Induced Transmembrane Voltage during Cell Electrofusion Using Nanosecond Electric Pulses

Abstract

Electrofusion is a method for facilitating fusion of cells in close contact by using microsecond-duration electric pulses. Electric pulses induce a voltage across cell membranes, which leads to membrane electroporation and brings the membranes into fusogenic state. However, electrofusion efficiency is very low when fusion partner cells considerably differ in size, since the magnitude of the induced transmembrane voltage (TMV) depends proportionally on the cell size when microsecond pulses are applied. Recently, we proposed that the problem of fusing differently sized cells could be overcome by simply reducing the pulse duration to nanoseconds (ns). Namely, during ns pulse exposure the TMV depends less on the cell size and more on the electric properties of the cells and the surrounding medium. To further investigate the possibility of fusing cells with ns pulses, we constructed a finite element model of equally and differently sized cells in contact, mimicking their arrangement during electrofusion. We calculated the time course of TMV for fusion media with two different conductivities (σ _e = 0.01 and 0.1 S/m), which are widely used in existing electrofusion protocols.
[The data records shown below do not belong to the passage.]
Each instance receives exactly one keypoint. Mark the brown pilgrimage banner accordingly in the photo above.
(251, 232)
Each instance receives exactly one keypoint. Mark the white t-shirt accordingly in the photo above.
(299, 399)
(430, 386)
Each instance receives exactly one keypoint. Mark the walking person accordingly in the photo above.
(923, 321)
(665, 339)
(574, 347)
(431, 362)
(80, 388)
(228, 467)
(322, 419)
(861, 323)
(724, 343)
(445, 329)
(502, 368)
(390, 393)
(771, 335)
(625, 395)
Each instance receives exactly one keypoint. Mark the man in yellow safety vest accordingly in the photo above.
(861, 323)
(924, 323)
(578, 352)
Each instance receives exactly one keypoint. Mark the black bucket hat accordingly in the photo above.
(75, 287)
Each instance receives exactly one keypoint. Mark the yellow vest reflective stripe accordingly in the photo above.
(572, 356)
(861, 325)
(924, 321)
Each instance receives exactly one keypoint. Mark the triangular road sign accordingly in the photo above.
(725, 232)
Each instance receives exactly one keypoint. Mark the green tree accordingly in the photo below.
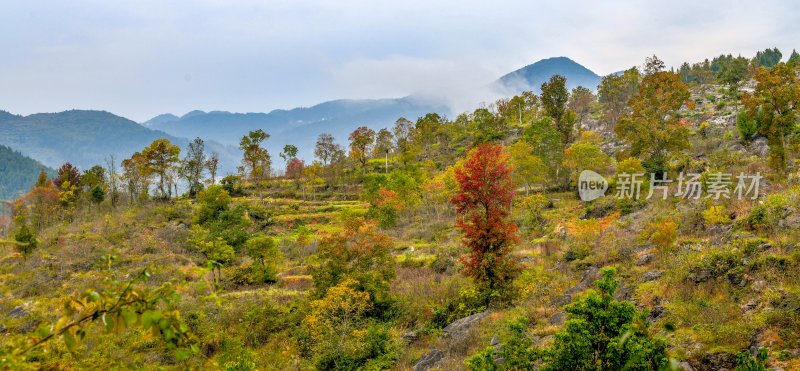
(264, 250)
(25, 240)
(326, 148)
(361, 141)
(361, 253)
(554, 100)
(211, 203)
(794, 58)
(289, 153)
(97, 194)
(653, 128)
(586, 154)
(343, 337)
(546, 144)
(483, 206)
(160, 157)
(256, 158)
(529, 169)
(383, 142)
(615, 91)
(733, 72)
(773, 105)
(581, 101)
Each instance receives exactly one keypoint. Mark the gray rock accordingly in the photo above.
(718, 361)
(562, 300)
(557, 319)
(589, 276)
(644, 259)
(655, 314)
(462, 325)
(429, 360)
(652, 275)
(700, 275)
(409, 336)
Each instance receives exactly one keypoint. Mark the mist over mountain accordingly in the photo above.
(531, 77)
(18, 173)
(85, 138)
(298, 126)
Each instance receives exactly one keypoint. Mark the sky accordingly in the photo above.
(142, 58)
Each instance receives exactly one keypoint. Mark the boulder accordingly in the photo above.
(409, 336)
(760, 147)
(18, 312)
(557, 318)
(644, 259)
(718, 361)
(655, 313)
(461, 326)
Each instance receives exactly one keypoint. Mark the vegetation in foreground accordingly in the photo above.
(457, 244)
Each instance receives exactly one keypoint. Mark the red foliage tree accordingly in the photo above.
(483, 203)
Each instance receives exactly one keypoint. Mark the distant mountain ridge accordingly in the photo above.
(83, 137)
(298, 126)
(18, 173)
(533, 75)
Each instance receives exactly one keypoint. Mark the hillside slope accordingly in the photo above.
(298, 126)
(86, 138)
(18, 173)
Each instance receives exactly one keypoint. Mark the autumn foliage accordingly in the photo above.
(483, 203)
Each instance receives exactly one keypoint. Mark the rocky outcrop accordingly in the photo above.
(429, 360)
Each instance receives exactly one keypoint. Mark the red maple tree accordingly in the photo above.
(483, 204)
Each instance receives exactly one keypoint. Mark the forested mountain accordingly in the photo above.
(85, 137)
(18, 173)
(532, 76)
(298, 126)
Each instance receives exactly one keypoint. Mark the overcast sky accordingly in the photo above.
(142, 58)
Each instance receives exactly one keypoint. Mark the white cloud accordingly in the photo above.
(133, 57)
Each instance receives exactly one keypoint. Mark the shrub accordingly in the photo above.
(25, 240)
(602, 333)
(265, 252)
(662, 232)
(468, 302)
(518, 352)
(212, 202)
(716, 215)
(770, 214)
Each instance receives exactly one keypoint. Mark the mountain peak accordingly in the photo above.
(533, 75)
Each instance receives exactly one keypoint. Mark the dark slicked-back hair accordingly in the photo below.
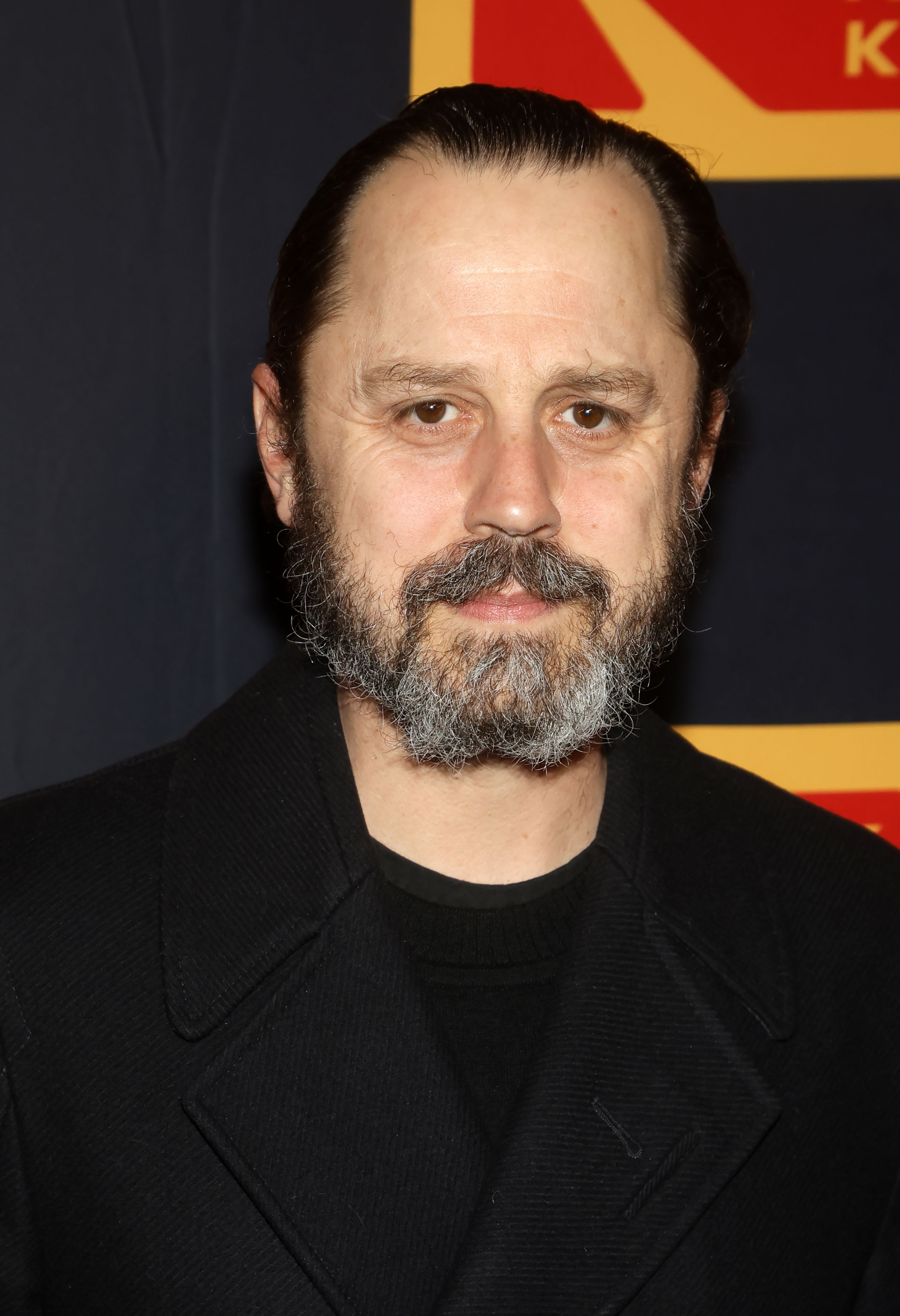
(484, 127)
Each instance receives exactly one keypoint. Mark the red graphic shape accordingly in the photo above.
(877, 810)
(553, 48)
(793, 55)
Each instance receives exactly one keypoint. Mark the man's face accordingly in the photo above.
(503, 384)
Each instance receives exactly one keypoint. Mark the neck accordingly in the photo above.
(491, 822)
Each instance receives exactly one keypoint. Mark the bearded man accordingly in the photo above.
(477, 990)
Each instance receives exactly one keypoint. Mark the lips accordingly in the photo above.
(515, 607)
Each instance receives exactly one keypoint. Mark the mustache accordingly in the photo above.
(547, 570)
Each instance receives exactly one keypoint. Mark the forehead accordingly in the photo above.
(561, 260)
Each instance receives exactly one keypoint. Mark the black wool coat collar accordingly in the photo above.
(338, 1106)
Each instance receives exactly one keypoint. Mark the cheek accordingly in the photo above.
(616, 516)
(394, 514)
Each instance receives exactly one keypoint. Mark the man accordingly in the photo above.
(474, 991)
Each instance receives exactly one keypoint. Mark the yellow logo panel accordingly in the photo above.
(852, 769)
(781, 89)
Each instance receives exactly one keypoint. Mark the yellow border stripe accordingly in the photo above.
(833, 757)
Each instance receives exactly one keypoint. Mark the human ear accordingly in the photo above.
(703, 462)
(277, 464)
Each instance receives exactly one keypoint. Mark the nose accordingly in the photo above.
(512, 486)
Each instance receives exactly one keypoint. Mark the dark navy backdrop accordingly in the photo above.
(154, 153)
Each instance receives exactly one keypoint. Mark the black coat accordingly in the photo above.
(259, 1115)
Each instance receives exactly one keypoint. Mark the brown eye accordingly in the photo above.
(589, 415)
(431, 414)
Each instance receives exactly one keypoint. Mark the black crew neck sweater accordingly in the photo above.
(489, 956)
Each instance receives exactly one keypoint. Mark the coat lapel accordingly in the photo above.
(338, 1106)
(341, 1116)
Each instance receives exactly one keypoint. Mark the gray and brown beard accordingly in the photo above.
(537, 699)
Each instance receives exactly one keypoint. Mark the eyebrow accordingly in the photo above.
(633, 386)
(414, 376)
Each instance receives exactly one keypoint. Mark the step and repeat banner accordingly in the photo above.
(791, 90)
(154, 156)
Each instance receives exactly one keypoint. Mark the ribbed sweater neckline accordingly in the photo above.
(444, 924)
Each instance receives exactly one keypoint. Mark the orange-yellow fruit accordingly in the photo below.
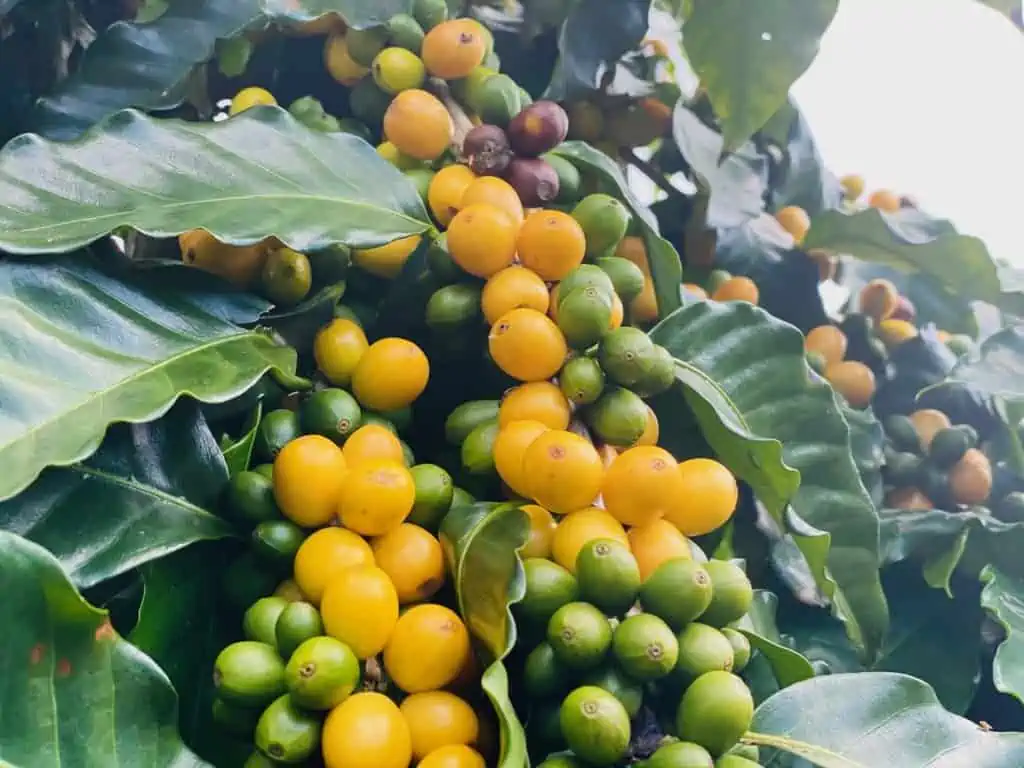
(445, 190)
(655, 543)
(879, 299)
(895, 332)
(536, 400)
(438, 719)
(710, 497)
(527, 345)
(308, 475)
(454, 48)
(413, 559)
(391, 374)
(908, 498)
(563, 471)
(241, 265)
(737, 289)
(377, 497)
(853, 185)
(387, 260)
(927, 422)
(427, 649)
(642, 484)
(576, 529)
(827, 341)
(418, 124)
(971, 478)
(542, 531)
(853, 380)
(552, 244)
(372, 442)
(324, 555)
(695, 291)
(360, 608)
(454, 756)
(796, 221)
(512, 288)
(340, 64)
(338, 348)
(495, 192)
(367, 730)
(884, 200)
(510, 445)
(481, 240)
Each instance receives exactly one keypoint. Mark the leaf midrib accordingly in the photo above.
(218, 201)
(125, 382)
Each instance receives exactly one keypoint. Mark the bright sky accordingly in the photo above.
(925, 97)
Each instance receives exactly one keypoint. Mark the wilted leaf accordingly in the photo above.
(481, 543)
(868, 719)
(145, 494)
(759, 389)
(83, 350)
(257, 174)
(770, 45)
(666, 267)
(912, 242)
(75, 693)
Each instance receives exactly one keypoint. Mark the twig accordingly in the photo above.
(653, 174)
(460, 120)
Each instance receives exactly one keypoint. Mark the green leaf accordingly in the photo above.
(239, 453)
(257, 174)
(760, 627)
(770, 45)
(781, 430)
(1003, 597)
(83, 350)
(910, 242)
(866, 720)
(481, 543)
(74, 693)
(666, 266)
(593, 38)
(183, 623)
(142, 496)
(148, 65)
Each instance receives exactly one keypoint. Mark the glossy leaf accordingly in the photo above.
(912, 242)
(771, 44)
(481, 543)
(736, 182)
(257, 174)
(147, 65)
(74, 692)
(1003, 597)
(760, 627)
(870, 719)
(145, 494)
(759, 399)
(183, 623)
(83, 350)
(593, 38)
(239, 453)
(663, 258)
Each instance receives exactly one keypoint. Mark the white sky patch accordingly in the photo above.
(925, 97)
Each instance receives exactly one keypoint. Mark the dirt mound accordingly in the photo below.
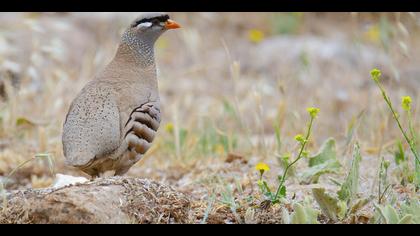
(110, 200)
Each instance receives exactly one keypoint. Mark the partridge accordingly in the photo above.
(112, 122)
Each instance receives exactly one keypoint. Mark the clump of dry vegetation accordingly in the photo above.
(233, 99)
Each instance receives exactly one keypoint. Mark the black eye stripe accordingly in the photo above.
(163, 18)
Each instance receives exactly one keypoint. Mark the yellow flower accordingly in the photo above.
(406, 103)
(169, 127)
(313, 111)
(375, 74)
(255, 36)
(262, 167)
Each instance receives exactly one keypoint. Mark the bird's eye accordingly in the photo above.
(155, 21)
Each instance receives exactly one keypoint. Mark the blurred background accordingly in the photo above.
(234, 86)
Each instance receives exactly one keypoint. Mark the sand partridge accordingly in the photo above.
(113, 120)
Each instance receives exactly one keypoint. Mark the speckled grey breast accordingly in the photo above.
(92, 126)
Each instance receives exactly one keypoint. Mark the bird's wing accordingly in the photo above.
(92, 126)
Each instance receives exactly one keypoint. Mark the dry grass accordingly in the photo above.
(222, 98)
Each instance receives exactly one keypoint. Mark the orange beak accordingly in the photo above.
(170, 24)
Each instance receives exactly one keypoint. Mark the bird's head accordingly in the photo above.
(149, 26)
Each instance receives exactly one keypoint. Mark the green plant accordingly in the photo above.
(346, 202)
(388, 215)
(323, 162)
(383, 185)
(274, 197)
(304, 215)
(406, 104)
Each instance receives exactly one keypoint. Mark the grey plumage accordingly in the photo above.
(113, 120)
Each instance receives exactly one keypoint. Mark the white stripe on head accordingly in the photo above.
(144, 25)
Our results demonstrate that ns pulses provide the possibility to selectively electroporate the contact areas between cells (i.e. the target areas for electrofusion), regardless of the size of fusion partner cells, and for a relatively wide range of pulse durations. In medium with σ _e = 0.01 S/m, selective contact area electroporation can be achieved with pulses of up to few microsecond duration, whereas in medium with σ _e = 0.1 S/m, shorter pulses with duration below few hundred nanoseconds need to be applied. Electrofusion by means of ns pulses could, therefore, provide a method for improving fusion efficiency in cases where cells of different size need to be fused, such as in hybridoma technology for monoclonal antibody production.